Bürgerversammlungen, wie sie die Lampertheimer Grünen als Alternative ins Gespräch gebracht hatten, lehnten die Ortsbeiräte ab. In solchen Informationsveranstaltungen werde zwar vieles diskutiert, danach bleibe aber niemand im Stadtteil an den besprochenen Themen dran. „Es wird nicht vor Ort gearbeitet, es fehlt jede Stetigkeit“, sagte Biehal.
Sie stellte klar, das vorlegte Konzept sei ein erster Vorschlag: „Die Dinge sind nicht in Stein gemeiselt.“
Die Neuschlößer vergewisserten sich mit ihren Nachfragen, dass die Bürgerkammer dem Stadtteil insgesamt mehr Gehör verschafft als einzelne Bewohner, die sich an Verwaltung oder Politik wenden.
Bürger sprechen sich für Wahl aus
Um ihrer Einrichtung mehr Gewicht und Legitimation zu verschaffen, sprachen sich in einem Meinungsbild alle Anwesenden dafür aus, die Vertreterinnen und Vertreter der Bürgerkammer nicht zu ernennen, sondern im Stadtteil wählen zu lassen – ähnlich wie bei der Gründung des Projektbeirats Altlasten (PAN).
Ausdrücklich wünschten sich die interessierten Bürgerinnen und Bürger, dass bisherige Ortsbeiräte in die Bürgerkammer einziehen – damit inhaltliches und formales Wissen nicht verloren geht. Bereitschaft dazu besteht.

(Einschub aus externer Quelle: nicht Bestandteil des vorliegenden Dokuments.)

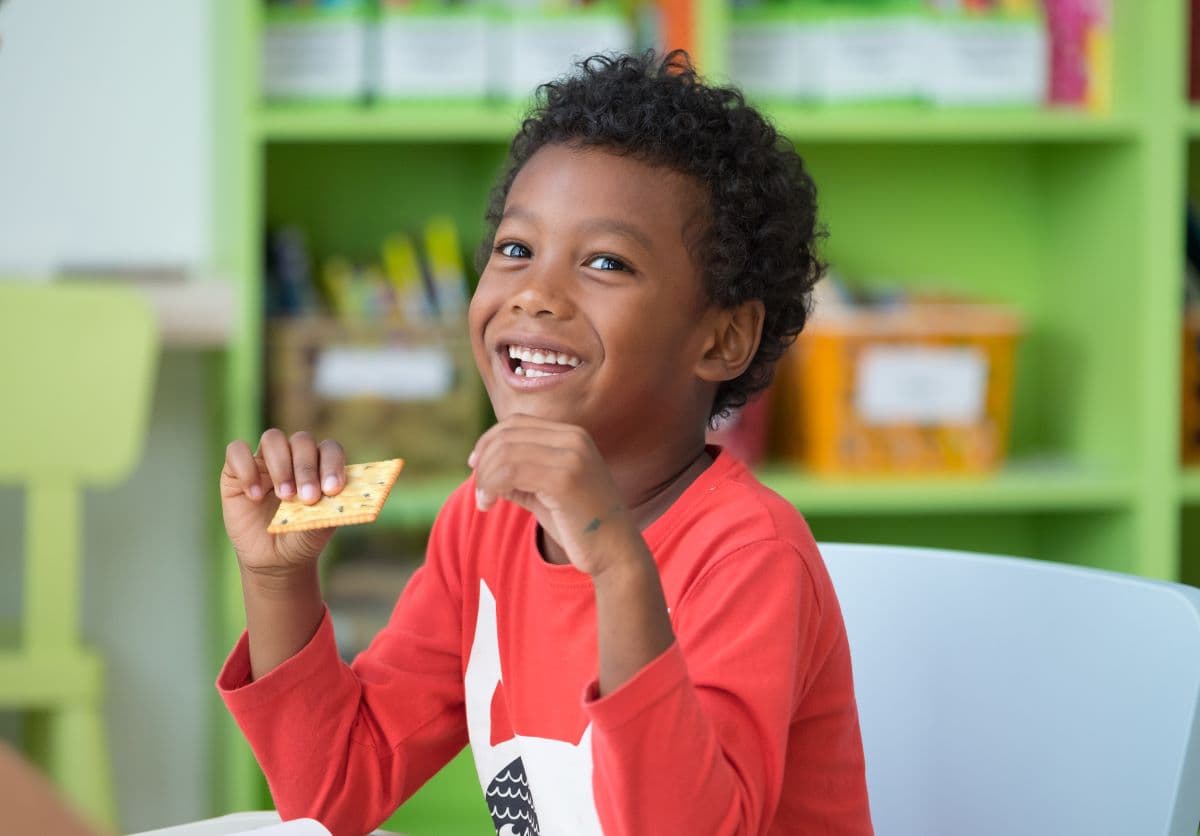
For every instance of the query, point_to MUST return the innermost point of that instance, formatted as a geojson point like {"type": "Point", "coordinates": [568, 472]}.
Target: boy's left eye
{"type": "Point", "coordinates": [607, 263]}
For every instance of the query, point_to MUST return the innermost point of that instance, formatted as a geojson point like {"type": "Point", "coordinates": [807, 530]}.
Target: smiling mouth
{"type": "Point", "coordinates": [529, 361]}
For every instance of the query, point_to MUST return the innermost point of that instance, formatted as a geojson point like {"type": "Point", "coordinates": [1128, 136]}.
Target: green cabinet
{"type": "Point", "coordinates": [1074, 218]}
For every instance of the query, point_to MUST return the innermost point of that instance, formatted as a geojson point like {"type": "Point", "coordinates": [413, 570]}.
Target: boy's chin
{"type": "Point", "coordinates": [537, 408]}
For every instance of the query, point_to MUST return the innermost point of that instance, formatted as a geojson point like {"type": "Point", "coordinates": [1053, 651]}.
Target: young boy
{"type": "Point", "coordinates": [630, 631]}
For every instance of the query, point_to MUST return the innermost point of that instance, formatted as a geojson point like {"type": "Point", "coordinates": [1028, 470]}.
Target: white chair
{"type": "Point", "coordinates": [1012, 697]}
{"type": "Point", "coordinates": [265, 822]}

Empört zeigte sich in diesem Zusammenhang Ortsbeirat Robert Lenhardt (SPD) über Äußerungen des FDP-Stadtverordneten Fritz Röhrenbeck in der Facebook-Gruppe „Lampertheim tretet ein“, die Kammer sei ein „Versuch der Personen, die vorher in den Ortsbeiräten aktiv waren, ihre politische Macht zwanghaft zu erhalten“. Ortsvorsteherin Biehal ergänzte: „Ich muss nicht die Vorsitzende der Bürgerkammer sein.“
Die Neuschlößer sehen die Bürgerkammer als Chance, junge Leute zu gewinnen. „Wenn Sie die fragen, ob sich für eine Partei in den Ortsbeirat gehen, winken die ab“, berichtete die bisherige Ortsbeirätin Traudel Neudecker aus eigener Erfahrung. „Aber bei dieser parteiunabhängigen Sache kann das anders sein.“
Langfristig, so ein anderer Hinweis, könnten aber auch die Parteien davon profitieren, wenn mit der Kammer das bürgerschaftliche Engagement steigt.

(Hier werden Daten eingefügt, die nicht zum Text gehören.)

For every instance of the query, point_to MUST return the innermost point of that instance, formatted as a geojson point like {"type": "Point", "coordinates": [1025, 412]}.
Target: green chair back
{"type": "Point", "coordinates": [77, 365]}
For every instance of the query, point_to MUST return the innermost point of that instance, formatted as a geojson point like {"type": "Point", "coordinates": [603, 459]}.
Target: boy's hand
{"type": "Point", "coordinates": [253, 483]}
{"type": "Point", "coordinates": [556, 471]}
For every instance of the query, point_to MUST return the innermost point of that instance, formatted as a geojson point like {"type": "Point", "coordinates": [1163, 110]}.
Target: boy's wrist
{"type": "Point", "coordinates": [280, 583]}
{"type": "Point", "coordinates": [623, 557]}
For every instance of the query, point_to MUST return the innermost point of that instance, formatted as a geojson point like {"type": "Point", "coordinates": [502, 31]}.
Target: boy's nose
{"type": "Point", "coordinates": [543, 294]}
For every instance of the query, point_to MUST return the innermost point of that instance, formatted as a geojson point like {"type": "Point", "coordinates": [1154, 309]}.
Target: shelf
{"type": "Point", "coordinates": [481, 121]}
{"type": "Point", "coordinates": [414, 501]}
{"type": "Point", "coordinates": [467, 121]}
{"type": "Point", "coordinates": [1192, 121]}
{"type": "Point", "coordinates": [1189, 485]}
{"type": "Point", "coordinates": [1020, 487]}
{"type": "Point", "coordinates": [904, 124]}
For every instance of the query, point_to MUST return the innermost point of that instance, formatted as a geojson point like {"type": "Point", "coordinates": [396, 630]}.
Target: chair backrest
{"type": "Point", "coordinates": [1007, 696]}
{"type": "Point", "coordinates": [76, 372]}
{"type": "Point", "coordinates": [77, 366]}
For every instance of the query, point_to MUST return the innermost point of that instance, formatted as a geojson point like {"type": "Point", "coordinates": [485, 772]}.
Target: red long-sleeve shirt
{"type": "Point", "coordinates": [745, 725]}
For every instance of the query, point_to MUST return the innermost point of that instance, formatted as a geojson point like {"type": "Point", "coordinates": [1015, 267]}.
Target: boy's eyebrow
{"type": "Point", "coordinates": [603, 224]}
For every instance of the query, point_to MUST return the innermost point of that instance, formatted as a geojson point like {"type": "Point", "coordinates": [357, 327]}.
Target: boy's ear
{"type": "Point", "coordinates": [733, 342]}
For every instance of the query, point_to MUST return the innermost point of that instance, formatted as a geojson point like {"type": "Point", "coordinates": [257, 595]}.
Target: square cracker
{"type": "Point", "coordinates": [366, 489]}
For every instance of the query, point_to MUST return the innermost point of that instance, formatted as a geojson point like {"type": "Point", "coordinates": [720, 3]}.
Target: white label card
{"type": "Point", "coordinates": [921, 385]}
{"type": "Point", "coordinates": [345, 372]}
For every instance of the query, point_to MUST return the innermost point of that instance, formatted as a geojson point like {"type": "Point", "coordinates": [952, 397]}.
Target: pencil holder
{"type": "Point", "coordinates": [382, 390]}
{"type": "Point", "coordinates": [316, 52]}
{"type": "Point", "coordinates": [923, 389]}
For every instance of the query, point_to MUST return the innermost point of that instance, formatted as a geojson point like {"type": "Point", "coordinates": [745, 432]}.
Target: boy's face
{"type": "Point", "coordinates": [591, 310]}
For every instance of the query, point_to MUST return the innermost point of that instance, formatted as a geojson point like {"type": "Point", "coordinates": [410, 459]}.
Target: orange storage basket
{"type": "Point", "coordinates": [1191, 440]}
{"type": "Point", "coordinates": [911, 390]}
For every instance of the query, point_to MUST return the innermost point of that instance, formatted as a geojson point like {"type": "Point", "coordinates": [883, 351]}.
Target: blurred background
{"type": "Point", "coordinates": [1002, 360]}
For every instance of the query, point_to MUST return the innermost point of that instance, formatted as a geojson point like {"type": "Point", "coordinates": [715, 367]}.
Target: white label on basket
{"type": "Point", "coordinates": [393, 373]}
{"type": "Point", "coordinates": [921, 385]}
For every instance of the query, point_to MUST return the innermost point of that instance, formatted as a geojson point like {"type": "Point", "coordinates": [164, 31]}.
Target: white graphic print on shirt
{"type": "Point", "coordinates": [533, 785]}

Nächster Schritt soll eine weitere Versammlung sein, zu der alle Neuschlößer eingeladen werden. Interessenten an einer Mitarbeit in der Bürgerkammer können sich von sofort an bei Carola Biehal (Telefon 06206/2241) melden.

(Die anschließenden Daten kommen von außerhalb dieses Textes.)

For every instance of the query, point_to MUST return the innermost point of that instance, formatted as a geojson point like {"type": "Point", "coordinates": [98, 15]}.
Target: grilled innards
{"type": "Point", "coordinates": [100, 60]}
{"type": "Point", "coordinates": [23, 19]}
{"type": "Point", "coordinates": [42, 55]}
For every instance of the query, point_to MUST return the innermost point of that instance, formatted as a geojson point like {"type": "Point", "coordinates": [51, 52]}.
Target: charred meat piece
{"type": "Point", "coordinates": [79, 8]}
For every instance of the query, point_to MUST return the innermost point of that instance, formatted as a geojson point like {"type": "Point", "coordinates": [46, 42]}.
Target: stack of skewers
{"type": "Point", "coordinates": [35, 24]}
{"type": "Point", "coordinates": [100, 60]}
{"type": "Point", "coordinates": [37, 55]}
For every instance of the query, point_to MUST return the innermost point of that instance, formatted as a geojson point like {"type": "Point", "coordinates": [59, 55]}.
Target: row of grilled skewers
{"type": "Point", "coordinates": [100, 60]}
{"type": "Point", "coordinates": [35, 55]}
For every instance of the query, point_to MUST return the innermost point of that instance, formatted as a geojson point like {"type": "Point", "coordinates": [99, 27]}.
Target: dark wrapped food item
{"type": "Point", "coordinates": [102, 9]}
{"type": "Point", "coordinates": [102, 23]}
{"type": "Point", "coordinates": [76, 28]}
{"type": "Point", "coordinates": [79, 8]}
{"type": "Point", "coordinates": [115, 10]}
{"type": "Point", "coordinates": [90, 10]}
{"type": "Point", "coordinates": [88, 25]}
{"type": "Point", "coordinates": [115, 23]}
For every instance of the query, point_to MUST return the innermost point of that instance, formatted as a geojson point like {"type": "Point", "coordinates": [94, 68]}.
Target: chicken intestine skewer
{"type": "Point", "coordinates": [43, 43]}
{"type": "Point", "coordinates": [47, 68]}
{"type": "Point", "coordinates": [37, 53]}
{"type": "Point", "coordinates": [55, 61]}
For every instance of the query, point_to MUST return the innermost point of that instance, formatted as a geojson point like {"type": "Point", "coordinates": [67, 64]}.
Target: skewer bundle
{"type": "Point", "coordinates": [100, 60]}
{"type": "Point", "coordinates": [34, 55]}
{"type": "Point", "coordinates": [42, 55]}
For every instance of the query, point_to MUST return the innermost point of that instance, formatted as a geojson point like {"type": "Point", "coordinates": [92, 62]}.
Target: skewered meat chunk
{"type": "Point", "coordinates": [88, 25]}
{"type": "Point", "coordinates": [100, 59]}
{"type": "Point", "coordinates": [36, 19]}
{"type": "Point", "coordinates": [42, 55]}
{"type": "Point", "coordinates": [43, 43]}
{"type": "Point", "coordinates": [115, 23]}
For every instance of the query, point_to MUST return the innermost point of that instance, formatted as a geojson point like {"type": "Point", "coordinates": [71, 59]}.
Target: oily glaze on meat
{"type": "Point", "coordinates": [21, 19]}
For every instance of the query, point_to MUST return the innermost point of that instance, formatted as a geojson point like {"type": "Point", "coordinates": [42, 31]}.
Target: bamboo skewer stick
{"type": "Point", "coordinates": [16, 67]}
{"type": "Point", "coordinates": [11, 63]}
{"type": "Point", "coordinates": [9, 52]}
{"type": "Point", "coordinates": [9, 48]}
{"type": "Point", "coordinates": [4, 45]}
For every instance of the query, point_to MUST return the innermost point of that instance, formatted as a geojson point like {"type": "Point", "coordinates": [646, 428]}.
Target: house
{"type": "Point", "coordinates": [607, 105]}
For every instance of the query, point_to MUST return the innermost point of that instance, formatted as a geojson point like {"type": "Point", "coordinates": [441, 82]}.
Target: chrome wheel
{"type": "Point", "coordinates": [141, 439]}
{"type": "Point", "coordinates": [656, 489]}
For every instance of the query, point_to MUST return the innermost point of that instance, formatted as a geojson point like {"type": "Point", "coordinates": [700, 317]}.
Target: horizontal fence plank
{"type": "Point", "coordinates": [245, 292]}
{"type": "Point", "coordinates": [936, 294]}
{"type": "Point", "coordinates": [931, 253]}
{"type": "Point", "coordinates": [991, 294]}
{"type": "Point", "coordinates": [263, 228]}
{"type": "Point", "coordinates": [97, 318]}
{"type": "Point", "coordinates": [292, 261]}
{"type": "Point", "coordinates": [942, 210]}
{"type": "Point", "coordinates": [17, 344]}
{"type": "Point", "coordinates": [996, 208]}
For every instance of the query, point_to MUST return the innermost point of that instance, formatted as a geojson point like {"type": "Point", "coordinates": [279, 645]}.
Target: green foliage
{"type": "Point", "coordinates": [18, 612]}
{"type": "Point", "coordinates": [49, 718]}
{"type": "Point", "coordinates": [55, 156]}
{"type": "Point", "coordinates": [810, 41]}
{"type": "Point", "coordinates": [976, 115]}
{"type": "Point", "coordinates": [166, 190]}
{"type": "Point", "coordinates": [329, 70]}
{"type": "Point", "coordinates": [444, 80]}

Ohl verlässt demonstrativ die Sitzung
Wie umstritten die Bürgerkammer unter den ehrenamtlichen Stadträten im Magistrat ist, konnten die Neuschlößer live erleben. Während Stadtrat Hans Schlatter (SPD) die Debatte wohlwollend verfolgte, verlies sein Amtskollege Gottlieb Ohl (FDP) die Sitzung demonstrativ, als das Thema aufgerufen wurde.
Best-of-Feuerwerk der Fraktionen
Der freien Diskussion über die Bürgerkammer vorangegangen war eine formale Ortsbeiratssitzung, der das Publikum interessiert lauschte. Es schien, als zündeten die Fraktionen ein Best-of-Feuerwerk – es gab ungewöhnlich viele Anträge, Anfragen und Diskussionsbeiträge zu Themen, die das Stadtteilgremium bisher immer wieder beschäftigten: Kanalgeruch, Altlastensanierung, ICE-Trasse, Parkplätze an der Kinderkrippe, Straßenlärm und Busverkehr.
Schießlich bedanke sich Biehal bei drei langjährigen Mitgliedern des Ortsbeirats. Paul Schneider war von 1991 bis 1993 und dann wieder seit 2006 als Parteiloser über die FDP-Liste dabei, Traudel Neudecker seit 1997. Klaus Schultheiß kommt auf stolze 35 Jahre – seit 1981 vertrat er die CDU.
Und ganz am Ende war es SPD-Beirat Manfred Reipa, der wiederum Ortsvorsteherin Carola Biehal dankte mit den Worten: „Du kannst keine Ungerechtigkeit ertragen. Aber Du weißt dich in Dinge reinzubeißen, bis Du an dein Ziel kommst.“ Mit der Bürgerkammer für Neuschloß jedenfalls ging es an diesem Abend einen großen Schritt voran.